I haven’t bumped into the ZumoDrive folks just yet, but they did give me a heads-up on some big news. The cloud storage and synchronization company worked a deal with HP (s hpq) to power the CloudDrive service on the HP Mini netbook line starting this month. Essentially, owners of HP Mini netbooks have built-in web storage that virtually expands the local, physical storage. All content is stored centrally on Amazon S3 servers and pulled down as needed.
What I like best about ZumoDrive’s approach is how data in the cloud has a local look and feel. When I last looked at the service, I used iTunes to listen to music files stored online, but you really couldn’t tell where the data was. This seamless blurring of local vs cloud storage is a key strength for mobile users as is the cross-platform support and mobile client.
Some of the key CloudDrive features include:
- Seamless media integration – stream music, videos and photos to popular programs like, iTunes, iPhoto, Picasa and Windows Media Player.
- Offline access – enjoy frequently and recently used content.
- Folder linking – link any folder to HP CloudDrive for automatic future importing.
- Content auto–detection –content is detected on devices by type (music, photos, etc.) for easy bulk importing
- Improved iPhone app – move content seamlessly between an iPhone and one or more computers by storing it in HP CloudDrive.
- Playlist syncing – listen to playlists on netbooks or smartphones, even if they were created on another PC.
- File sharing – create a link to share a photo album, document, or entire folder for collaboration.

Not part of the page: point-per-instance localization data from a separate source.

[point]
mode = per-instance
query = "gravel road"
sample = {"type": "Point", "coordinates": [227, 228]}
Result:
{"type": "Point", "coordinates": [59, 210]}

We’ll see if we can get a hands-on demo when meeting with either HP or ZumoDrive and report back on the experience. If it’s anything like what I’ve seen in the past, it ought to be good. The one outstanding question I have is the end-user cost — while CloudDrive will be bundled, the ZumoDrive service typically requires a monthly fee based on the amount of storage, although anyone can get 2 GB of storage for free.